HMAS Durraween (F93) was an auxiliary minesweeper operated by the Royal Australian Navy (RAN) during World War II. The ship was built as a trawler by Collingwood Shipbuilding Company at Collingwood, Ontario, Canada, and launched in 1918 as Seville. The ship served briefly in the Royal Canadian Navy during the last months of World War I, before being laid up and sold to a British company. In 1928, she was sold to Sydney-based fishing company and operated in Australian waters until she was requisitioned by the RAN in mid-1940 for use as an auxiliary minesweeper during World War II. Durraween operated in the Bass Strait as part of Minesweeping Group 54, and was responsible for clearing mines laid by German merchant raiders, and then later operated around the Torres Strait. She was returned to civilian service after paying off in late 1945, and was broken up in 1952.

==Construction and design==
After being ordered in 1917, the ship was built as a trawler by Kingston Shipbuilding Company, at Kingston, Ontario and launched in 1918. After launch, she was completed by the Collingwood Shipbuilding Company at Collingwood, Ontario, and commissioned into the Royal Canadian Navy on 31 August 1918. Displacing 271 gross tonnage, she was 125.7 ft long, had a beam of 23.5 ft and a depth of 12.7 ft. In RAN service, the ship was fitted with one 12-pounder gun, one 20mm Oerlikon cannon, and four .303-inch Vickers machine guns for self defence. She was capable of a top speed of 9 knots.

==Operational history==
After being commissioned into the Royal Canadian Navy, Seville served until 14 January 1919, when she was paid off and laid up. In 1921, the vessel was brought to the United Kingdom at Admiralty expense by the Rose Street Foundry & Engineering Company for laying up at Inverness prior to being sold. The ship remained laid up until 1926, when she was sold to Boston Deep Sea Fishing & Ice Company of Grimsby, and registered under the name Seville at Fleetwood. In 1928, she was sold to Red Funnel Trawler Limited of Sydney, New South Wales, and re-registered as Durraween.

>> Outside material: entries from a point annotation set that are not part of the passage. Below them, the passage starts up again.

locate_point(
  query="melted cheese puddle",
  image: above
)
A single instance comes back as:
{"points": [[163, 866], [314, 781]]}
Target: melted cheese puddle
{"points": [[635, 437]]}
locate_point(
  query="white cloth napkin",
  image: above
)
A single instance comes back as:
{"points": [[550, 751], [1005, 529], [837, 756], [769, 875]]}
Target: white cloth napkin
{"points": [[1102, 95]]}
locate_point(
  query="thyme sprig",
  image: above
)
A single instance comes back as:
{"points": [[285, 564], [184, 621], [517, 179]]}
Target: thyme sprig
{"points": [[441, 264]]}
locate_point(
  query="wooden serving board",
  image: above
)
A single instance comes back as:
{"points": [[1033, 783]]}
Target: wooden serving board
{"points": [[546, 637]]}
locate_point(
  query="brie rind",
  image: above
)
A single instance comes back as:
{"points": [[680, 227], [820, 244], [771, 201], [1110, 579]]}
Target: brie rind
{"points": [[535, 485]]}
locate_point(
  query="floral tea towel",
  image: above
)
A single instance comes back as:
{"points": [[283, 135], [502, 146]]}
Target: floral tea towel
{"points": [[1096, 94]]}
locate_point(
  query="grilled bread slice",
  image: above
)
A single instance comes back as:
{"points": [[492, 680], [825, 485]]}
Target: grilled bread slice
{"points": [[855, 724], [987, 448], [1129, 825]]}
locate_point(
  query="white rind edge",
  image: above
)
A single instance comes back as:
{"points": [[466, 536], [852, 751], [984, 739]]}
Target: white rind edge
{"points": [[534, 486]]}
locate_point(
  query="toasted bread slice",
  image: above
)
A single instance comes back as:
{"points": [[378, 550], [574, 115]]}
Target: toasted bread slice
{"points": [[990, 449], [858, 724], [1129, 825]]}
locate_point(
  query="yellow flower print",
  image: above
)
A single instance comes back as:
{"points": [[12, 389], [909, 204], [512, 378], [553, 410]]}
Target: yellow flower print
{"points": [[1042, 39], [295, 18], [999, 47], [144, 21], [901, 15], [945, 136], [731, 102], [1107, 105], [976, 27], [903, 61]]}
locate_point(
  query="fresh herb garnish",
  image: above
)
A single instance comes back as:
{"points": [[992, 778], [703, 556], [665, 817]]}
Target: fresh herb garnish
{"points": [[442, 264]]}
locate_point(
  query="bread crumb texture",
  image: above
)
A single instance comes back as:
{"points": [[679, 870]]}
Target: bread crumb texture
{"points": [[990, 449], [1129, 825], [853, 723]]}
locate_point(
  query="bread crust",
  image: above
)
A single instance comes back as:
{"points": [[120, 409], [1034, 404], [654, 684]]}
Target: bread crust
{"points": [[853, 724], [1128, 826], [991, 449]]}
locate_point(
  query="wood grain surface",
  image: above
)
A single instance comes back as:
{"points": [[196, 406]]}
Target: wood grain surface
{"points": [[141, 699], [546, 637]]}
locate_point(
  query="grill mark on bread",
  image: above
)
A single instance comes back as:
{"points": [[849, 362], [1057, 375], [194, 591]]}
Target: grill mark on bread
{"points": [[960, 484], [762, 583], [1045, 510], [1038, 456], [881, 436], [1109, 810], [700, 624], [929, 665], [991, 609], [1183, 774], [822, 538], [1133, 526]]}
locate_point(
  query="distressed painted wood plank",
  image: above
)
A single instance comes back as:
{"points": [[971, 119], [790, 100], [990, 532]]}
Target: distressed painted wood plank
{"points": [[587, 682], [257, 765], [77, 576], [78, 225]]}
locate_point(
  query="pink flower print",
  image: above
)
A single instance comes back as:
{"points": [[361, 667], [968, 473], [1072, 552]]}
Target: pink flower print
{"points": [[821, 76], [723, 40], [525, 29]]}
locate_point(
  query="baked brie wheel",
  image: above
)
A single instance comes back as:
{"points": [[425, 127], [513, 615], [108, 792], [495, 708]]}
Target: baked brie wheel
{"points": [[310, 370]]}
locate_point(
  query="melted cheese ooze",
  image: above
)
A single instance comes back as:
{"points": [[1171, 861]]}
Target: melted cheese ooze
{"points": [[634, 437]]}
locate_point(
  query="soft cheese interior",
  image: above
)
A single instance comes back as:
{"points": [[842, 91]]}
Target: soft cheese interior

After being purchased by Red Funnell, Durraween was sailed from Fleetwood, England to Sydney. The voyage took 92 days, during which the trawler spent some time aground at Cocos Islands, and finished in late 1928. On 28 December 1937, the trawler collided with the passenger liner off Montague Island.

On 29 July 1940, Durraween was requisitioned by the RAN for use as an auxiliary minesweeper. During the war, Durraween was based in Port Melbourne, Victoria as part of Minesweeping Group 54, and operated in Bass Strait. Together with HMAS Orara, they swept for mines off Wilsons Promontory in November 1940 and removed forty-three mines from Bass Strait, which had been laid by the German auxiliary cruiser Pinguin and auxiliary minelayer Passat.

In August 1944, Durraween was employed conducting survey work in the Torres Strait. After the war, she was paid off from RAN service on 1 November 1945, and after being returned to her owners in 1946, she worked again as a trawler. She was stripped and broken up at Blackwattle Bay in 1952.